Find all bullet points instead of checkboxes:
# Set: SEARCH_BLOCK_TYPE=bulleted_list_item curl -X POST https://your-val.express/tasks/todos
Also capture blocks containing "todo" keyword:
# Set: SEARCH_KEYWORDS=todo # Finds: to_do blocks AND any block containing "todo" curl -X POST https://your-val.express/tasks/todos
Also capture blocks with multiple keywords:
# Set: SEARCH_KEYWORDS=todo,urgent,🍋 # Finds: to_do blocks AND blocks containing any of these keywords curl -X POST https://your-val.express/tasks/todos
Get recent pages (API):
curl "https://your-val.express/api/pages/recent?hours=12"
- For project-specific architecture: See
CLAUDE.md - For Val Town platform guidelines: See
AGENTS.md
- Runtime: Deno on Val Town
- Framework: Hono (lightweight web framework)

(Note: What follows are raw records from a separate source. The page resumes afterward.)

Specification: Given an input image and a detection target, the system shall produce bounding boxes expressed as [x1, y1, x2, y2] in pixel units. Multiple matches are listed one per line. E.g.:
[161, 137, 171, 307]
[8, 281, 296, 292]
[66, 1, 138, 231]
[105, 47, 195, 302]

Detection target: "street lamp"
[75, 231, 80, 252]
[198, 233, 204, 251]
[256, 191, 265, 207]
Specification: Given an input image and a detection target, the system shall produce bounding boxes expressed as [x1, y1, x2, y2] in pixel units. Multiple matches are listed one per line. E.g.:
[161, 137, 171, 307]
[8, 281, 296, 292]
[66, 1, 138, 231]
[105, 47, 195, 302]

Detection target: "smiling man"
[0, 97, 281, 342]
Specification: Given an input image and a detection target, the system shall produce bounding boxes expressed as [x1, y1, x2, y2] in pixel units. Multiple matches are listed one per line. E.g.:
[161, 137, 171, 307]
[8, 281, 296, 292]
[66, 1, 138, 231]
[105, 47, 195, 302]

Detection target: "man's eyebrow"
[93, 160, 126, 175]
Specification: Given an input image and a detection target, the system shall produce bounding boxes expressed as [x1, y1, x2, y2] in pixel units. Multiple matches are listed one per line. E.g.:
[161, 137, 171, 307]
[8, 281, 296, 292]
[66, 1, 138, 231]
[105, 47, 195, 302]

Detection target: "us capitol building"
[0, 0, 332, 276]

- Frontend: React 18.2.0 with Pico CSS (classless CSS framework)
- APIs:
- Notion API (@notionhq/client v2)
- Val Town blob storage
- Language: TypeScript
┌─────────────────────────────────────────────────────────────┐
│ Notion Workspace │
│ ┌──────────┐ ┌──────────┐ ┌──────────┐ │
│ │ Page A │ │ Page B │ │ Page C │ │
│ │ ☐ │ │ ☐ │ │ │ │
│ └──────────┘ └──────────┘ └──────────┘ │
└──────────────────────────┬──────────────────────────────────┘
│
▼
┌─────────────────────────────────────┐
│ POST /tasks/todos │
│ (Batch Search & Sync Endpoint) │
└─────────────────┬───────────────────┘
│
┌──────────────────┴──────────────────┐
│ │
▼ ▼
┌───────────────────┐ ┌──────────────────────────┐
│ Step 1: Search │ │ Step 3: Sync (Optimized)│
│ │ │ │
│ • Get recent pages│ │ • Read blobs │
│ • Fetch all blocks│ │ • Skip if synced: true │
│ • Find checkboxes │ │ • Use cached page ID │
│ • Extract data │ │ • Create/update pages │
│ • Validate │ │ • Mark synced: true │
└─────────┬─────────┘ └──────────────────────────┘
│ ▲
▼ │
┌─────────────────────┐ │
│ Step 2: Store │ │
│ │ │
│ • Save to blobs │──────────────────────┘
│ • Set synced: false │
│ • Compare timestamps│
│ • Preserve page ID │
└─────────────────────┘
│
▼
┌─────────────────────────────────────────────────────────────────┐
│ Val Town Blob Storage │
│ │
│ demo--todo--block-1: { data, sync_metadata: {synced, page_id} }│
│ demo--todo--block-2: { data, sync_metadata: {synced, page_id} }│
│ demo--todo--block-3: { data, sync_metadata: {synced, page_id} }│
└─────────────────────────────────────────────────────────────────┘
┌──────────────────────────────────────────────────────────────┐
│ HTTP Request │
│ POST /tasks/todos?hours=24 │
└──────────────────────┬───────────────────────────────────────┘
│
▼
┌─────────────────────────────┐
│ ROUTE (todos.ts) │
│ • Extract query params │
│ • Call controller │
│ • Format HTTP response │
└─────────────┬───────────────┘
│
▼
┌─────────────────────────────────────┐
│ CONTROLLER (orchestration) │
│ • Validate inputs │
│ • Orchestrate workflow: │
│ 1. Get recent pages │
│ 2. Search each page │
│ 3. Sync to database │
│ • Return standardized result │
└──────────────┬──────────────────────┘
│
┌───────────┼───────────┐
│ │ │
▼ ▼ ▼
┌───────────┐ ┌──────────┐ ┌────────────┐
│ SERVICE: │ │ SERVICE: │ │ SERVICE: │
│ pages.ts │ │ blob.ts │ │ database.ts│
│ │ │ │ │ │
│ • API call│ │ • Blob │ │ • Query DB │
│ • Parse │ │ CRUD │ │ • Create │
│ • Return │ │ • Return │ │ • Update │
└─────┬─────┘ └────┬─────┘ └─────┬──────┘
│ │ │
▼ ▼ ▼
Notion API Blob Storage Notion API
Notion's last_edited_time on blocks is rounded to the minute. This affects change detection:
| Scenario | Detection | Notes |
|---|---|---|
| Edits in different minutes | ✅ Detected | Timestamp comparison works |
| Edits within same minute | ⚠️ May miss | Same minute = same timestamp |
| Checkbox toggle (same minute) | ✅ Detected | Explicit checked comparison |
| Text edit (same minute) | ❌ Missed | Caught on next different-minute edit |
Practical impact: If you write a todo and immediately check it off (within 60 seconds), the checkbox change is detected. If you edit text twice within 60 seconds, only the first edit syncs until a later edit.
Workaround: Wait ~60 seconds between edits, or make another edit later.